A film by MIGUEL ALVAREZ

Pundits seem convinced that a purple Texas is just around the corner due to its burgeoning Latino population, yet the state gets redder and redder. One factor is that Latino turnout remains low. Our study case is Pasadena, a city just outside the limits of Houston, where Oscar Del Toro is registering and motivating potential voters as he plans his own city council race.

The Backstory:

Texas is one of the reddest of red states, a place where Republicans have won every statewide office easily for two decades.  It’s big enough to have boosted five Texans and former Texans in the race for President this primary cycle (Cruz, Bush, Perry, Fiorina, and Paul).  It’s state legislature, with overwhelming GOP majorities, has passed some of the most conservative legislation – restricting abortion, cutting taxes, Voter ID, open carry – in the country.

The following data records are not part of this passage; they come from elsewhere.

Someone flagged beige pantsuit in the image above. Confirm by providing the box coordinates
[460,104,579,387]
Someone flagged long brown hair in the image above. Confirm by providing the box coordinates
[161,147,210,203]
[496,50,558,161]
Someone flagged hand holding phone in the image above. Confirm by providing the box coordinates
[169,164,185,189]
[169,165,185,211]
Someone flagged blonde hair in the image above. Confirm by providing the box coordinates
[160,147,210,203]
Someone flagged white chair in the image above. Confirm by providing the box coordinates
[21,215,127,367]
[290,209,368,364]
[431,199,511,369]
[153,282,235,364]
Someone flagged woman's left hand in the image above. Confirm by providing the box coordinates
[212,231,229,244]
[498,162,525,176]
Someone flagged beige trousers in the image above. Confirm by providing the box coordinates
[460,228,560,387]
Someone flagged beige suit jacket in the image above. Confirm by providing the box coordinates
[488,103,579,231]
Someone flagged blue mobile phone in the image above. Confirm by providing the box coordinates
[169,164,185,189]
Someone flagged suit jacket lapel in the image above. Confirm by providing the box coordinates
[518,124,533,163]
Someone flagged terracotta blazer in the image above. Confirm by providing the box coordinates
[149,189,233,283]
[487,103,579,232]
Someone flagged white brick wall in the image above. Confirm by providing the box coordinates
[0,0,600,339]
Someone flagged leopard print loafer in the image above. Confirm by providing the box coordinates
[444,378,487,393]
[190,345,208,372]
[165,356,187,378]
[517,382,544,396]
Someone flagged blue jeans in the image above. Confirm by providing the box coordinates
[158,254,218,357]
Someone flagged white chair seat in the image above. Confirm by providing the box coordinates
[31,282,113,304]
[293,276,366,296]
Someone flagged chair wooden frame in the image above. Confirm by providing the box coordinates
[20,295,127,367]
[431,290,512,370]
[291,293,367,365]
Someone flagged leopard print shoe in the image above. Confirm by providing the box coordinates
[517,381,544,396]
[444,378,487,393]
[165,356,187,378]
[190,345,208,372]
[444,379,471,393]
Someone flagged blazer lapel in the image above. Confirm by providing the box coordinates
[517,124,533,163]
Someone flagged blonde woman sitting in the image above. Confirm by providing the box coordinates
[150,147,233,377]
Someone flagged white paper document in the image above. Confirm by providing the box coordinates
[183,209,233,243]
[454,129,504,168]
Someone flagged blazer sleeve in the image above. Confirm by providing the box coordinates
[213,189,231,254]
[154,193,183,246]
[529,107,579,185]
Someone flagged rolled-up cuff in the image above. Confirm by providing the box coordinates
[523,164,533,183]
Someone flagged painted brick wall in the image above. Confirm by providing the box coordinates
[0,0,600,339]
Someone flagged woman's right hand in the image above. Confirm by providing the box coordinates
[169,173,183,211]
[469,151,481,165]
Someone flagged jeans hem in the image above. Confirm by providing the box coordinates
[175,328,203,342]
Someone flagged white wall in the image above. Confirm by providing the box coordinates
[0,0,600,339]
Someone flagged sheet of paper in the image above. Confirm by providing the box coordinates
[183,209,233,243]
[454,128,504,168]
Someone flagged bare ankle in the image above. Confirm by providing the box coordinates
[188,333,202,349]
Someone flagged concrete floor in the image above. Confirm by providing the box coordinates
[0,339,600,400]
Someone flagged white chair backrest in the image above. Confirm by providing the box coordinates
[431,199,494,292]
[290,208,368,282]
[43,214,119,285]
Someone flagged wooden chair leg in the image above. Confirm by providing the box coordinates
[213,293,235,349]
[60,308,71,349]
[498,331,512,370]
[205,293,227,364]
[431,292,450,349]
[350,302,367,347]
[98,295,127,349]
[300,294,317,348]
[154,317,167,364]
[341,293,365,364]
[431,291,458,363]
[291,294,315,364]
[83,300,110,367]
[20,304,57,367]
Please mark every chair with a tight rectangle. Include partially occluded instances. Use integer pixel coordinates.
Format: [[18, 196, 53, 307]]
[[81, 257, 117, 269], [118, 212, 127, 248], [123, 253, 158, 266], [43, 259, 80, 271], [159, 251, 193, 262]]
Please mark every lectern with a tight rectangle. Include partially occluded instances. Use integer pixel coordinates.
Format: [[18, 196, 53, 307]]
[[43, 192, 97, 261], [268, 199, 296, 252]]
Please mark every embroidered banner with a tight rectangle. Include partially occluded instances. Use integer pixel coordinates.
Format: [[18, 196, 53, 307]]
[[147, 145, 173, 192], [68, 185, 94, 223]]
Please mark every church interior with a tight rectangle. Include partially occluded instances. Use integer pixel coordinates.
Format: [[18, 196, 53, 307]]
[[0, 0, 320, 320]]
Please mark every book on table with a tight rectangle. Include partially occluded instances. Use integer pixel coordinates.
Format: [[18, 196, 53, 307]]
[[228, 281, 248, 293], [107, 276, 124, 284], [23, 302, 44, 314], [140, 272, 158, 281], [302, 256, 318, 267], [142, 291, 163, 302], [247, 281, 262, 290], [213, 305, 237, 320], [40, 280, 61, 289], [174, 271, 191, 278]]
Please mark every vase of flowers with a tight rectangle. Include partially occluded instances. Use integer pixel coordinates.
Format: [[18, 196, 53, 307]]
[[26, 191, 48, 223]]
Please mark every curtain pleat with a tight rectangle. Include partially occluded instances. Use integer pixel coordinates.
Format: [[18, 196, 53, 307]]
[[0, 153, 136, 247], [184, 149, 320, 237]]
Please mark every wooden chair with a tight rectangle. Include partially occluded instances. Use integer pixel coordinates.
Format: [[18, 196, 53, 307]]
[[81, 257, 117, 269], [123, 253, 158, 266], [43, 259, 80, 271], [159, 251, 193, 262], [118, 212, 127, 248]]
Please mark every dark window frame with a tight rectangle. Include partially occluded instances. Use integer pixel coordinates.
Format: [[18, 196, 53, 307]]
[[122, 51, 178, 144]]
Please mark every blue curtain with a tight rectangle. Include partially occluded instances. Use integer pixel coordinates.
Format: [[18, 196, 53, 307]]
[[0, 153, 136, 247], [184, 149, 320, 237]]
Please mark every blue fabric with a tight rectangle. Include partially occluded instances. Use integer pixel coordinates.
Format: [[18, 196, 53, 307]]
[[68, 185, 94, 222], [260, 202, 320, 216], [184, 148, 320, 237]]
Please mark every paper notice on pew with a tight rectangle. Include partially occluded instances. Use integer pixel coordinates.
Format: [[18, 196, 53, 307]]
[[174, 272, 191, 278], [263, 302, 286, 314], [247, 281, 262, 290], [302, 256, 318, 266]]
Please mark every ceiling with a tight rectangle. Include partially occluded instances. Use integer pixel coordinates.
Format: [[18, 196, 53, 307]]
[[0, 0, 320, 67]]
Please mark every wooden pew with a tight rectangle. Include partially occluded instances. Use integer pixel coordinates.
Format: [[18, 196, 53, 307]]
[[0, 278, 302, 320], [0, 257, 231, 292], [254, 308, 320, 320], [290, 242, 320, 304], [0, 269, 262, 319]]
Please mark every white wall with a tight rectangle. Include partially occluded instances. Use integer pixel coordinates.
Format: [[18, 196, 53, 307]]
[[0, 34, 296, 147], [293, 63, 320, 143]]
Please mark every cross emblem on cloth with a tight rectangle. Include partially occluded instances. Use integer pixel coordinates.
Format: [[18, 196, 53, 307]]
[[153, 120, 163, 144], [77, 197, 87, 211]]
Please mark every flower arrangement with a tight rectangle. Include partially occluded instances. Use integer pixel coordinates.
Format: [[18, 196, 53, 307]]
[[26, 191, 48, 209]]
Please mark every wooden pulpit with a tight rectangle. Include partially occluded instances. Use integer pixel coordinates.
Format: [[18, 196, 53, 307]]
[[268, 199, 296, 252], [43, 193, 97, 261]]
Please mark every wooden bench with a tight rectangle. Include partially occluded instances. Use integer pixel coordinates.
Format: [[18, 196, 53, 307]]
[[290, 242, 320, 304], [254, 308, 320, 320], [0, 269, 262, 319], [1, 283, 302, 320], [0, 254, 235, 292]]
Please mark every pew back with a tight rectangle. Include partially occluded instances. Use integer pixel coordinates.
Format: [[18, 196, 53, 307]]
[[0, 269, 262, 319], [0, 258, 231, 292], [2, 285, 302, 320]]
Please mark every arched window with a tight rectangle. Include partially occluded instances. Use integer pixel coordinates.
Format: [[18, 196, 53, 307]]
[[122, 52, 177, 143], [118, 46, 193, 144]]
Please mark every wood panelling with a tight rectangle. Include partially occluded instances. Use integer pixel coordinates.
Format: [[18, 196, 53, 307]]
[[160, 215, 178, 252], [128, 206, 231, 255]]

But will demographics change that?

Pundits in this minority majority state (56 percent other than non-Hispanic white) have been waiting for the Latino voter wave to finally appear for years and turn Texas, if not blue, then at least purple with contested general elections.  Latinos make up over forty percent of the population (not counting the undocumented), are posed to exceed white population by 2020 — but they make up under 20% of the statewide vote.  While new voting restrictions have an impact, extremely low Hispanic voter turnout has been a given for years.  Another question, when 40 percent of the Hispanic voters in ’14 voted Republican in the statewide races, is when the Latino wave comes, just how blue will it be?

About the Film:

The answers to how soon change might come and what it’ll mean to the state’s politics may be found in the grassroots.  It’s here that neighborhood organizing and Latino candidates for local office can be found.  Our case study is Pasadena, a city just outside the limits of Houston, once famous as the site of Gilly’s, the fictional locale for URBAN COWBOY (even if the “cowboys” and their friends were played by extremely non-Texans John Travolta, Debra Winger, and Scott Glenn).  It’s 70% Latino, with Anglos still holding onto slim control of the city government after a redistricting plan that would have been rejected under the old Voting Rights Act.  That hasn’t deterred Oscar del Toro, a small businessman, immigrant from Mexico, and a man who won’t take no for an answer in registering and motiving potential voters as he plans his own city council race.

About the Filmmaker: 

A native of San Antonio, Texas, Miguel Alvarez is an Austin-based filmmaker. A former mechanical engineer, he decided to pursue a lifetime interest in visual storytelling. He has received awards from the Directors’ Guild of America, Panavision’s Emerging Filmmaker program, the National Hispanic Foundation for the Arts, the National Association of Latino Arts and Culture, and the Texas Filmmakers Production Fund for his previous films, Tadpoles, Veterans, KID, and Mnemosyne Rising. He was a Screenwriting fellow for the 2013 Latino Screenwriting Project sponsored by Cinefestival and Sundance and is currently a lecturer in the Radio Television Film Department at the University of Texas at Austin.